Claro que los disfraces de nuestras Collector poco tenían que ver con los de sus compañeras play-line. Ambas se decidieron por personajes de series de televisión de los sesenta: Barbie se decantó por un traje inspirado en "Embrujada", mientras que Tory optó por un atuendo a lo Catwoman de la serie "Batman", papel interpretado por la impresionante Julie Newmar.
Yo no andaba muy por la labor de coser, así que aprovechando un "little black dress" que Acerico me prestó, me dediqué a la confección de los complementos: un gorro hecho con fieltro, una capa con forro y una escoba.

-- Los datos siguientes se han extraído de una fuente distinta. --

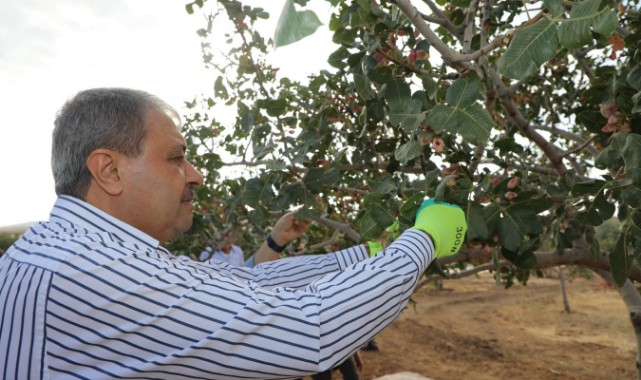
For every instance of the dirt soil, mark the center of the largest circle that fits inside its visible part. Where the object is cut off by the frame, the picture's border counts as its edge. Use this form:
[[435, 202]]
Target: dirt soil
[[475, 329]]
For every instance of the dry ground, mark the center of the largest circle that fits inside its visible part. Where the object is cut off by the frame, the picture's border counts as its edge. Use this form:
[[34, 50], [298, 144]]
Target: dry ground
[[475, 329]]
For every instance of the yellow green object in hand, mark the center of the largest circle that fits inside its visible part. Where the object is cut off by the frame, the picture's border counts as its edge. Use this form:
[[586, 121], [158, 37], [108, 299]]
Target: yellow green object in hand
[[445, 223]]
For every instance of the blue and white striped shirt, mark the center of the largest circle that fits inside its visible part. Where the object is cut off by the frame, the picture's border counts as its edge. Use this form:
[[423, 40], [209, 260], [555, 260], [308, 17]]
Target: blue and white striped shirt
[[87, 296]]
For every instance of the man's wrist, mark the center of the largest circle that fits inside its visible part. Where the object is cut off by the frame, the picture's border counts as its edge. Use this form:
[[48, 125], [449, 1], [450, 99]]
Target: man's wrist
[[271, 243]]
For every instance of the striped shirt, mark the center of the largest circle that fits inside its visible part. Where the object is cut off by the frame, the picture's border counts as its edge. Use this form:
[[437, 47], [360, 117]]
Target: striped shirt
[[86, 296]]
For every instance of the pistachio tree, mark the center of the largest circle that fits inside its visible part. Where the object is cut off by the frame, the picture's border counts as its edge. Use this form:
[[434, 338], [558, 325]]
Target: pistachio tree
[[526, 114]]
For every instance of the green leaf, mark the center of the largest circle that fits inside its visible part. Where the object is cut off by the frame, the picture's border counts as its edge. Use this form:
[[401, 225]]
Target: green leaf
[[408, 151], [370, 229], [576, 31], [314, 179], [276, 107], [404, 111], [473, 123], [294, 25], [595, 212], [634, 78], [631, 151], [516, 226], [256, 191], [385, 186], [554, 6], [530, 48], [476, 225], [464, 91]]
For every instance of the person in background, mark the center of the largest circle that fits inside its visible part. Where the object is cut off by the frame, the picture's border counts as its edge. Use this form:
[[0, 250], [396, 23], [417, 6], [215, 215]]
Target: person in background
[[228, 252], [92, 293]]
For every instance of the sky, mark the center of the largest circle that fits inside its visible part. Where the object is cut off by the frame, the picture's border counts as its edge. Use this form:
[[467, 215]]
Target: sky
[[49, 50]]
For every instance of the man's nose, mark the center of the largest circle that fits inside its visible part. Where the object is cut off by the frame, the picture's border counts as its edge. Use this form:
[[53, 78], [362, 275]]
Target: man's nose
[[193, 176]]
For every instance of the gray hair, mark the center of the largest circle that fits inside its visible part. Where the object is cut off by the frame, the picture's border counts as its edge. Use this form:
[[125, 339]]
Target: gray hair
[[109, 118]]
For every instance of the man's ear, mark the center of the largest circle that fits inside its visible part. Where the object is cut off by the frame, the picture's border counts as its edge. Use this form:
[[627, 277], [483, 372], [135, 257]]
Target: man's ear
[[103, 166]]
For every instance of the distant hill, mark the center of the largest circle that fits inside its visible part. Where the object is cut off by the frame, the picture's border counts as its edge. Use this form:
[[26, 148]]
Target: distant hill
[[16, 228]]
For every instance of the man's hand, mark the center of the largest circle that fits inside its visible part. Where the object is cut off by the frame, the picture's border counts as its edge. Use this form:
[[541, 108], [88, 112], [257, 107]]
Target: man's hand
[[288, 228], [445, 223]]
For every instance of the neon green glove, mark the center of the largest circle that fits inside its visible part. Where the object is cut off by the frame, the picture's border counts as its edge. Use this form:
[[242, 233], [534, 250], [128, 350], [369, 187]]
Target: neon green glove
[[374, 247], [445, 223], [394, 229]]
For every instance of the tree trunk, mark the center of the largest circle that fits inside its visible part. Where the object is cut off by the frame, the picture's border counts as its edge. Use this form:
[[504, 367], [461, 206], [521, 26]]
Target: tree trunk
[[566, 302]]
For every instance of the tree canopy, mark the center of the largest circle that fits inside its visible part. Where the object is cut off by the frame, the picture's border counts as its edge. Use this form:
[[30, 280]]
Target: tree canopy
[[526, 114]]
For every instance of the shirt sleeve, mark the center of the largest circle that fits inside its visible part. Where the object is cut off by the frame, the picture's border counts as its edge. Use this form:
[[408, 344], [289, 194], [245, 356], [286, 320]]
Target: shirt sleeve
[[150, 315]]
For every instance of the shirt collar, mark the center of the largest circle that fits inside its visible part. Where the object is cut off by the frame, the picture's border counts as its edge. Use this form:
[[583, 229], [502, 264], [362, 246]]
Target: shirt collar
[[81, 213]]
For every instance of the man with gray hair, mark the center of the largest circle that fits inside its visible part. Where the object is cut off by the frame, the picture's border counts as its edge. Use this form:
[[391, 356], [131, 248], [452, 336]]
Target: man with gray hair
[[92, 294]]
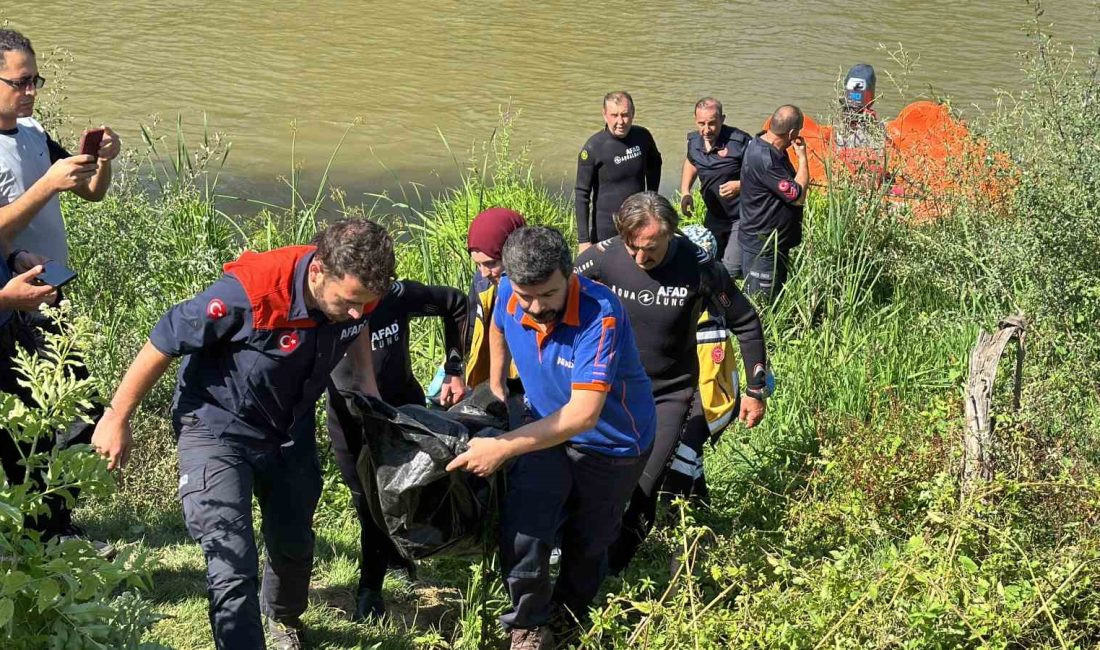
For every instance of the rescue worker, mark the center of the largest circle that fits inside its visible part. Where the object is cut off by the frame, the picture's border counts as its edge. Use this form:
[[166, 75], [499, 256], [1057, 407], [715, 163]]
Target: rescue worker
[[257, 349], [574, 464], [666, 283]]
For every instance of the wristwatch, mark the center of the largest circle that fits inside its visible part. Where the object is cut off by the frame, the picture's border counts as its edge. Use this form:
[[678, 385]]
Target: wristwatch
[[760, 394], [11, 259]]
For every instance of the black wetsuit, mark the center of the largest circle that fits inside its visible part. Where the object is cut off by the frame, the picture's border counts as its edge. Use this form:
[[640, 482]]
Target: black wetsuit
[[609, 169], [771, 217], [393, 370], [663, 306], [715, 166]]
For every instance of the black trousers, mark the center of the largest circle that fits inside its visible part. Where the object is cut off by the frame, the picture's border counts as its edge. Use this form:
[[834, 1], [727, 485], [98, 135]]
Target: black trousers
[[568, 494], [25, 332], [218, 478]]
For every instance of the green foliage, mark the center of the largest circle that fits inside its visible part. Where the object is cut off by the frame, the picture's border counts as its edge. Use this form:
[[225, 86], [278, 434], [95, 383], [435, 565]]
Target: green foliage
[[59, 594]]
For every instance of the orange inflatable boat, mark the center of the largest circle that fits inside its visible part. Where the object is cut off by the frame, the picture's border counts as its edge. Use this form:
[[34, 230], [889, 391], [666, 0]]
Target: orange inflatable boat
[[928, 161]]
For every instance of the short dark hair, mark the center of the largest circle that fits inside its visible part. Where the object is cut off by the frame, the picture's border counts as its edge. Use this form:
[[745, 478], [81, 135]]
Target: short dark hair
[[532, 253], [708, 102], [785, 119], [618, 97], [12, 41], [359, 248], [639, 209]]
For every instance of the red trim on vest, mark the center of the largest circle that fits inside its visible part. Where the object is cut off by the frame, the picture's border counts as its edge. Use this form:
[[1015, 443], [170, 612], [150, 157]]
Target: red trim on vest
[[268, 282]]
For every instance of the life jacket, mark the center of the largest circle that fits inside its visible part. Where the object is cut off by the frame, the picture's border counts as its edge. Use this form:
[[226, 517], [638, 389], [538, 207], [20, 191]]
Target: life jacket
[[483, 296], [718, 384]]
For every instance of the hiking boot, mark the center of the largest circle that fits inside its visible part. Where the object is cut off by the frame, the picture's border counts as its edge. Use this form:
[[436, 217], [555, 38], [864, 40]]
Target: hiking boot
[[369, 605], [539, 638], [283, 636], [72, 531]]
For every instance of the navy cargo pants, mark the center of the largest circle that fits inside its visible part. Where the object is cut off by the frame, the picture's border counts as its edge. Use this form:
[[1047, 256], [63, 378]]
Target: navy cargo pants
[[217, 481], [581, 494]]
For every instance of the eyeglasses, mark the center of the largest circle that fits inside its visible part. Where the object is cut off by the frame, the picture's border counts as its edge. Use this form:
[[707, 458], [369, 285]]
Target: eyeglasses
[[26, 83]]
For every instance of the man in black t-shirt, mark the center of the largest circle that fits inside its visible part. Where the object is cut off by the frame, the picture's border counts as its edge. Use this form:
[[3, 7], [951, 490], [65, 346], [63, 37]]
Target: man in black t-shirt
[[664, 282], [772, 194], [393, 370], [714, 155], [615, 163]]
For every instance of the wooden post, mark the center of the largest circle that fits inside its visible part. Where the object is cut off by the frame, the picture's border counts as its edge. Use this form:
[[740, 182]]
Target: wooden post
[[978, 455]]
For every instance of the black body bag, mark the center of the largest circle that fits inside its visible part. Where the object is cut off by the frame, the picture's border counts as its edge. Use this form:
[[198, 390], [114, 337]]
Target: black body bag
[[403, 470]]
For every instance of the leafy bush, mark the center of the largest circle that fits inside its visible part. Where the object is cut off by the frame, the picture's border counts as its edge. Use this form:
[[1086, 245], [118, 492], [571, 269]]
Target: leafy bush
[[61, 594]]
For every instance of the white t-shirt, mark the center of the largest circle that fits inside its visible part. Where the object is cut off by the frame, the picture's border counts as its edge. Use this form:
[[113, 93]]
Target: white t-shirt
[[24, 158]]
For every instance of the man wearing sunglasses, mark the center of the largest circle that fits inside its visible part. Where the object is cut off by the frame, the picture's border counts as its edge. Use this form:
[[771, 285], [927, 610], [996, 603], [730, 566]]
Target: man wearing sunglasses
[[34, 169]]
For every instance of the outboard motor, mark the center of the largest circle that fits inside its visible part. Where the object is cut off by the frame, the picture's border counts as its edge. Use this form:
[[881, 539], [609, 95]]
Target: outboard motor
[[859, 88]]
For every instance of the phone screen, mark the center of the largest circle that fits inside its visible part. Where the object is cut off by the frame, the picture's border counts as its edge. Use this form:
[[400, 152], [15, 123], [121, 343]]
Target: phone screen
[[56, 274], [90, 142]]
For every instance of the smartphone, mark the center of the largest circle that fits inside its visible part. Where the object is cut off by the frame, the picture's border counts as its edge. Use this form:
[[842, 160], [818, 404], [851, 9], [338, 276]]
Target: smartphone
[[56, 274], [90, 141]]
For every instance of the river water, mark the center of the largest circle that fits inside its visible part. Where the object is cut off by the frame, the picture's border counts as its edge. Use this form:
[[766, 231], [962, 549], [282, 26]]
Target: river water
[[407, 72]]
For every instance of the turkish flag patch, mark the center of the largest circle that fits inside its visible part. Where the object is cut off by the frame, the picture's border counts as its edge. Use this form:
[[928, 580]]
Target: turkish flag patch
[[288, 341], [216, 309], [789, 189]]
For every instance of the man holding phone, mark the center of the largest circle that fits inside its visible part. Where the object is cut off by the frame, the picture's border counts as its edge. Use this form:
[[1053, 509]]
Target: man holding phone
[[772, 195], [34, 169]]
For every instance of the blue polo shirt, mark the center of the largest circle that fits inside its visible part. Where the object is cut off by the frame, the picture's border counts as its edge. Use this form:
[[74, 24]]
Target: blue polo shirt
[[592, 348], [255, 357]]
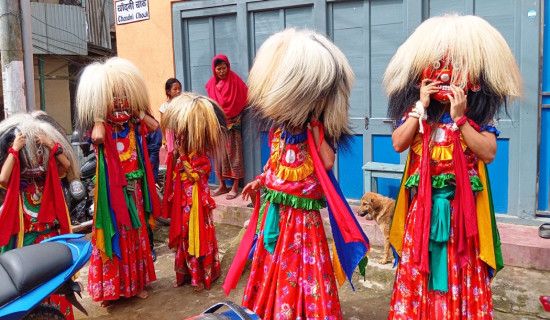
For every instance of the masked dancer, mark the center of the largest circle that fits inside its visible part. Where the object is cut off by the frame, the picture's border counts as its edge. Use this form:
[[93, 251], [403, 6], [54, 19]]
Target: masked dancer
[[113, 106], [446, 84], [35, 155], [300, 83], [199, 127]]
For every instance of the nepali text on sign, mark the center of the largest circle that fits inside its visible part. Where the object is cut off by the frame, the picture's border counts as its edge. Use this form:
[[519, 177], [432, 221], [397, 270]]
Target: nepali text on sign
[[131, 11]]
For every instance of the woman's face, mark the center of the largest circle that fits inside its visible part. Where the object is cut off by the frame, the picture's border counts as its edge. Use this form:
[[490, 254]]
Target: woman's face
[[221, 71], [174, 91]]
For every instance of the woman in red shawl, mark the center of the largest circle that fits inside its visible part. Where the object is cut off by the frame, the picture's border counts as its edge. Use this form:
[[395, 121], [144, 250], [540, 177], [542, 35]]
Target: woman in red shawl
[[226, 88]]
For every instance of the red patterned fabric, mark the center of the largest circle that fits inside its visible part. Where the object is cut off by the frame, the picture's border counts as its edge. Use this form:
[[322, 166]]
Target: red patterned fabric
[[53, 200], [110, 279], [297, 281], [206, 268], [469, 292], [9, 214], [469, 296]]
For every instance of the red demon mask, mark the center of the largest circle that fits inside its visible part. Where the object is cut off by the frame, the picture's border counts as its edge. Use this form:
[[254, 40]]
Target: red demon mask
[[442, 72], [121, 111]]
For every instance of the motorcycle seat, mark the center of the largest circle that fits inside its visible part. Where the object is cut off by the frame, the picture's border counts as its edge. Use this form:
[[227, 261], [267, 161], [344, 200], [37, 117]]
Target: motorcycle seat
[[23, 269]]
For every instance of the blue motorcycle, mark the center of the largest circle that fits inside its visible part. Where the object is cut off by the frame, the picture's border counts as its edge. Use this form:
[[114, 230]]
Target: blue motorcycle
[[30, 274]]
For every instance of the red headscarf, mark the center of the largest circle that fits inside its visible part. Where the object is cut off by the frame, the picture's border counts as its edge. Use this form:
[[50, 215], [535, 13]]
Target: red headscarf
[[229, 93]]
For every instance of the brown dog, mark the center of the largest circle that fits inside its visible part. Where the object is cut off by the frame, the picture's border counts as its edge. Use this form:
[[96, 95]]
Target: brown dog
[[380, 209]]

Acerico, por su parte, echó mano a la aguja y realizó un fantástico mono de cuero negro, un antifaz, un látigo y un tocado. Lo completó con el cinturón de la Barbie Louboutin, un collar y las botas de la Barbie Angélica. El resultado fue absolutamente perfecto, como podéis comprobar en la siguiente fotografía, tomada en la recepción del comedor...
La verdad es que tanto las chicas como los fotógrafos alucinamos con la decoración del lugar. Miraras donde miraras, siempre había un detalle terrorífico que llamaba nuestra atención.
Nos encantaron las calabazas talladas como Jack O'lanterns...
La mayoría de los postres parecían sacados de una película de terror: cerebro de mousse de naranja con sirope de fresa, orugas de plátano al horno, minimonstruos de mousse de fresa y fantasmas de merengue...
No faltaron tampoco las copas llenas de sangre, ni los aperitivos de ojos cocidos...
Las telarañas cubrían todos los rincones....
Pero Acerico y yo damos fe de que a pesar de esas pintas terroríficas...
¡todo estaba buenísimo!
¡Besos para tod@s y feliz fin de semana!
P.D. No podemos terminar esta entrada sin agradecer a todo el personal del Hotel Elba Costa Ballena su paciencia y buena disposición por atender a estos dos "locos" que andaban por todo el complejo con una cámara y un puñado de muñecas disfrazadas. Especialmente, como siempre, a las chicas del Spa por su cariñoso trato y por hacernos sentir de nuevo como en casa y como nuevos, y al personal de cocina y comedor que nos permitieron la entrada al buffet antes de su apertura y que recibieron la sesión de fotos sin perder la sonrisa. Mención especial también a Montse, que con su simpatía y profesionalidad nos conquistó desde la primera vez que nos atendió hace ya dos años y a la que siempre nos alegra volver a ver.